Medicine grapples with COI reporting


Conflict of interest (COI) reporting has moved center stage again in recent months, with some medical journals, professional societies, cancer centers, and academic medical institutions reviewing policies and practices in the wake of a highly publicized disclosure failure last fall at Memorial Sloan Kettering Cancer Center (MSK).

Dr. José Baselga of Memorial Sloan Kettering Cancer Center Neil Osterweil/ MDedge News

Dr. José Baselga

And in some settings, oncologists and other physician researchers are being encouraged to check what the federal Open Payments database says about their payments from industry.

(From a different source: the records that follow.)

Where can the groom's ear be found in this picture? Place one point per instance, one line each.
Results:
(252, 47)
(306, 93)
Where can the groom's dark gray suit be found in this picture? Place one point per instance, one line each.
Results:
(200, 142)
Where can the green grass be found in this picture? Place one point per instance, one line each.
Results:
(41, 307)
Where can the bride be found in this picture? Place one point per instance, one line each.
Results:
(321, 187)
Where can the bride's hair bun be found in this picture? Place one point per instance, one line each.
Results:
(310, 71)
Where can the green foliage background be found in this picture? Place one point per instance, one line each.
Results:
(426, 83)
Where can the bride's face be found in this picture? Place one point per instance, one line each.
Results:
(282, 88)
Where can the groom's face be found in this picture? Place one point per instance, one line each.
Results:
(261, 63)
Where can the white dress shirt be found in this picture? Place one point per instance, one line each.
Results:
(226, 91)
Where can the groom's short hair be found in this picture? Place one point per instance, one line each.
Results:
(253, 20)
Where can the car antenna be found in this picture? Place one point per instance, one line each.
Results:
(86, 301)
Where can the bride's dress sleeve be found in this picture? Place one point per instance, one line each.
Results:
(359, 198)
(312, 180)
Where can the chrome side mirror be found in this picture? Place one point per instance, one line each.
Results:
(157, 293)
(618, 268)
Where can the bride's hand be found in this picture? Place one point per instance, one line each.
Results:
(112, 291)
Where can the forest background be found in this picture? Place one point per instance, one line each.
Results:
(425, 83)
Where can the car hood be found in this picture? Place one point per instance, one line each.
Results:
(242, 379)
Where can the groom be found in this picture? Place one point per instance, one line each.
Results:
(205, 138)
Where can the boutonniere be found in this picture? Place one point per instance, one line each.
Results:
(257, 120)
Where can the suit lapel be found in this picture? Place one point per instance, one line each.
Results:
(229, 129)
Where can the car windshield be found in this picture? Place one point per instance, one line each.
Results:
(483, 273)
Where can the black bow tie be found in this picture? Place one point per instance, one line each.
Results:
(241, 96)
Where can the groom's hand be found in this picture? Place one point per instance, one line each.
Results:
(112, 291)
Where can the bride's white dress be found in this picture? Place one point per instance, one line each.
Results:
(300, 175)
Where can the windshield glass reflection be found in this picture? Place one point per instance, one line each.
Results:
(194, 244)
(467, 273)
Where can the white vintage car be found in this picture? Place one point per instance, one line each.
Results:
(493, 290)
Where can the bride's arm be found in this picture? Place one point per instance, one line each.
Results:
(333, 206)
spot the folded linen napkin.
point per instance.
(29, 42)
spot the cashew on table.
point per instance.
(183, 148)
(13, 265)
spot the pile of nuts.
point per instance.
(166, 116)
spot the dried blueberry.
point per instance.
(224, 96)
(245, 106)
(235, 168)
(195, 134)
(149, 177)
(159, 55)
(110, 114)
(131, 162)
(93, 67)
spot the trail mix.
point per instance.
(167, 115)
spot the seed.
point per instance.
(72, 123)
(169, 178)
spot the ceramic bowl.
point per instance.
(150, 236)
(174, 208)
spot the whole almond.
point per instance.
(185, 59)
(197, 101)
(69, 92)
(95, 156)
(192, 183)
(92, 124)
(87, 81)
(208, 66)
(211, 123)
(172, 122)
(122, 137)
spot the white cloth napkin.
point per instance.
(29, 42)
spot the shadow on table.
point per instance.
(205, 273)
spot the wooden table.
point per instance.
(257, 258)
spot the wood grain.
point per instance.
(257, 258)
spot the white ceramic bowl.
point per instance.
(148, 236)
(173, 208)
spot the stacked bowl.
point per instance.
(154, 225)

The spotlight is on the field of cancer research and treatment, where MSK’s chief medical officer, José Baselga, MD, PhD, resigned in September 2018 after the New York Times and ProPublica reported that he’d failed to disclose millions of dollars of industry payments and ownership interests in the majority of journal articles he wrote or cowrote over a 4-year period.

COI disclosure issues have a broad reach, however, and the policy reviews, debates, and hashing out of responsibilities that are now taking place likely will have implications for all of medicine.

Among the questions: Who enforces disclosure rules and how should cases of incomplete or inconsistent disclosure be handled? How can COI declarations be made easier for researchers? Should disclosure be based on self-reported relevancy, or more comprehensive in nature?

Such questions are being debated nationally. On Feb. 12, 2019, leaders from academia, journals, and medical societies came together in Washington, D.C., at the offices of the Association of American Medical Colleges (AAMC) for a closed-door meeting focused on COI disclosures. MSK, the Journal of the American Medical Association (JAMA), the American Society of Clinical Oncology (ASCO), and the Council of Medical Specialty Societies led the charge as cosponsors of the meeting.

“We’ve been dealing with disclosure issues in a siloed way in exchanges [between journal editors and authors, for instance, or between speakers and CME providers]. And academic institutions have their own robust disclosure mechanisms that they use internally,” said Heather Pierce, JD, MPH, senior director of science policy and regulatory counsel for the AAMC. “There’s a growing understanding that these conversations need to be happening across these different sectors.”